Sujatha Fernandes is an Associate Professor of Sociology at Queens College and the Graduate Center, City University of New York.
Her research has focused on the politics of everyday culture, from film discussion groups, rap music, and performance art in her first book Cuba Represent! to community media, murals, and popular fiestas in her second book on Venezuela, Who Can Stop the Drums? Through her work she has developed an ethnographic approach as a way of understanding urban politics and culture. Her third book, Close to the Edge explores whether the musical subculture of hip hop could create and sustain new global solidarities.
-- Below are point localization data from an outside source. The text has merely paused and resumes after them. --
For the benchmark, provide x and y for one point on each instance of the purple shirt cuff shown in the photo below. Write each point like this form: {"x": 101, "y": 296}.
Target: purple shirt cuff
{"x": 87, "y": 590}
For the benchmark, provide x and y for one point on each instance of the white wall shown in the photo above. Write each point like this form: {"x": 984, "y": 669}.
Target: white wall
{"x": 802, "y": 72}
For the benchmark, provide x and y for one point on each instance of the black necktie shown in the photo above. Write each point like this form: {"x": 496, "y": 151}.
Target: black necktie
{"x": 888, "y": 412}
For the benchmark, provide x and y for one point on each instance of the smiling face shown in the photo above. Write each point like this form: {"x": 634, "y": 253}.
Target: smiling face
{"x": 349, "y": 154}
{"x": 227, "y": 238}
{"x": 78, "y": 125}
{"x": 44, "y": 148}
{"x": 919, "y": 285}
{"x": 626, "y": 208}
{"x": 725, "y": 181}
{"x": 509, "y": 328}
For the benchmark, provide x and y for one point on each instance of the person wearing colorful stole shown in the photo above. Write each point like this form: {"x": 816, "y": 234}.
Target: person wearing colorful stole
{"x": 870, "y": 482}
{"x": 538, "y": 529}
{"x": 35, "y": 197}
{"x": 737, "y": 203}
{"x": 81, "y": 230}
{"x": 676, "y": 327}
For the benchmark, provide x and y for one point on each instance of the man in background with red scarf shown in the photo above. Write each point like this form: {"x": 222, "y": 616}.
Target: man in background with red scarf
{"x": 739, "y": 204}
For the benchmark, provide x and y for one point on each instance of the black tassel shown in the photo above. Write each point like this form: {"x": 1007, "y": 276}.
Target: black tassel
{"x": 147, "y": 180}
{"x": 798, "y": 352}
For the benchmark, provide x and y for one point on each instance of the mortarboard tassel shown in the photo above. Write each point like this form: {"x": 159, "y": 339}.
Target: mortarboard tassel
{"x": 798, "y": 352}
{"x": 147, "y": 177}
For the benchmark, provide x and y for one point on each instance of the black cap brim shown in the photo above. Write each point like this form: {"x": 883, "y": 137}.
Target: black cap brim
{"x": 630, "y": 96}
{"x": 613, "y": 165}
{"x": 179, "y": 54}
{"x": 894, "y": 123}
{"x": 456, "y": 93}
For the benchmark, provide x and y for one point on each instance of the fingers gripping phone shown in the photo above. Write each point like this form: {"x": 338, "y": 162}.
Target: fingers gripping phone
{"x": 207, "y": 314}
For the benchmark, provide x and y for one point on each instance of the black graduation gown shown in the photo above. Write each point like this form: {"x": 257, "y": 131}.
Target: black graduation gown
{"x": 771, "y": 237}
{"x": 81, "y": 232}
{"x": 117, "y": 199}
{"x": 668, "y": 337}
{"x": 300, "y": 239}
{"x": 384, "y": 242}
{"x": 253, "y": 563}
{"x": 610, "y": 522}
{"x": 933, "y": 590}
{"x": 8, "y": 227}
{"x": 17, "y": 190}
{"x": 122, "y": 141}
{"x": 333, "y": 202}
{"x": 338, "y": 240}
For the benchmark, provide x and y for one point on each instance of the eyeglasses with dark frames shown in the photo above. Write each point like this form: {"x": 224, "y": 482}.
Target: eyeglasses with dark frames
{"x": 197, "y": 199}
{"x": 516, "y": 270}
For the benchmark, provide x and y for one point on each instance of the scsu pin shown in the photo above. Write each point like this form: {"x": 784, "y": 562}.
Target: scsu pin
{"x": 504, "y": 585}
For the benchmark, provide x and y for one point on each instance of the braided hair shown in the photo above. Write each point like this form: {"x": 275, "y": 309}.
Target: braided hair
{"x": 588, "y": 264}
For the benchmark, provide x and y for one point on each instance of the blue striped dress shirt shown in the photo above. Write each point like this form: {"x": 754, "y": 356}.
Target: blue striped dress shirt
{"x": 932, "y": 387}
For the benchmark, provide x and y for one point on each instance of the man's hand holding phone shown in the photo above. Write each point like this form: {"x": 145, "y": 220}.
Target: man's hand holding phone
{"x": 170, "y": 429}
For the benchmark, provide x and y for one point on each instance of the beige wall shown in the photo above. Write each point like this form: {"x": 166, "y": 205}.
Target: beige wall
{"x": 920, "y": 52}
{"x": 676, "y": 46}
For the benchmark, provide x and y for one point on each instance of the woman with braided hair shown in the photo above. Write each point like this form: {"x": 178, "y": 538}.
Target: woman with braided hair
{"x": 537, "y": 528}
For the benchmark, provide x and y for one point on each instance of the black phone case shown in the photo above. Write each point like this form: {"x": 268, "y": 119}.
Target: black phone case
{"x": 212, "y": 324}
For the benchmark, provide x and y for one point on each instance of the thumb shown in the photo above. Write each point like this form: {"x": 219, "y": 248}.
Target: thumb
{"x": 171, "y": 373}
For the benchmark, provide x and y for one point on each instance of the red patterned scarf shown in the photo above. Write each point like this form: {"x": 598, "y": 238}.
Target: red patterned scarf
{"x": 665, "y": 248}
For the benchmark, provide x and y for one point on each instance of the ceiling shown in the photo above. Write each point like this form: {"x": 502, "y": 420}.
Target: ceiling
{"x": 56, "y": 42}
Fernandes has written about black popular culture, global hip hop, and social movements in both academic journals and popular forums, including The New York Times, The Nation, The Huffington Post, and Colorlines. Her work has been reprinted in several languages, including Spanish, Portuguese, and French.
As a young scholar, Fernandes has received several distinguished fellowships, including a three year Wilson-Cotsen Fellowship from the Society of Fellows in the Liberal Arts at Princeton University; a Mellon Foundation fellowship at the Center for the Humanities at the CUNY Graduate Center; a Mid-Career Mellon Fellowship at the CUNY Graduate Center; a Mellon Dissertation fellowship; and an SSRC Dissertation Arts fellowship. In 2008, she was awarded the Felix Gross Award from the CUNY Academy for Arts and Sciences in recognition of outstanding research.
Fernandes has appeared on various media outlets, including NPR, The Story on American Public Radio, BBC, ABC Australia, Radio Nation on Air America, GRITtv with Laura Flanders, Worldfocus with Martin Savidge, WBAI, and Against the Grain on KPFA. She has been featured in New York's Daily News and her work has been cited in the New York Times and CBS News. She has given talks at many universities, museums, film festivals, and conferences.
Born and raised in Sydney, Australia to Indian parents, Fernandes now lives in New York City with her husband and two children.